Virtually all the 155 foundations surveyed are using social-media tools in their communications efforts and, on average, social media received a larger chunk of funding than traditional media, says the report from the Communications Network.
Almost half of foundations surveyed maintain blogs, three-quarters have videos on their websites, and a majority have links to their social-media pages on the homepages of their websites.
On average, almost a quarter of communications budgets are expected to be directed to social media this year, more than any other communications tactic, including print publications, the survey says.
And a majority of respondents say websites and blogs are among the most effective tools for reaching their target audiences.
“A foundation communicator these days needs to be well-versed and agile in using a variety of communications strategies – from traditional media to tweeting and blogging – to reach key audiences in immediate, highly targeted ways,” Bruce Trachtenberg, executive director of the network, says in a statement.
At the same time, social media rank as the top disappointment among foundation communications professionals, the survey says.

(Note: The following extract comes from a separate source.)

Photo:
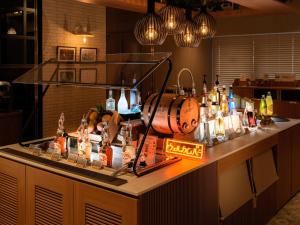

That frustration stems from organizations’ lack of strategy around social media and insufficient financial and staff resources dedicated to developing social media.
Communications budgets overall have weathered the economic downturn well, with almost half of respondents reporting no budget cuts and 17 percent reporting increases, while 34 percent reported reductions.
Foundations’ top communications priority is to increase public understanding of the issues foundations focus on, followed by publicizing the impact of their grantmaking and increasing general awareness of their organizations.
The audience foundations try most to reach through their communications is policymakers, the top priority for almost half of funders, followed by community leaders and grantees.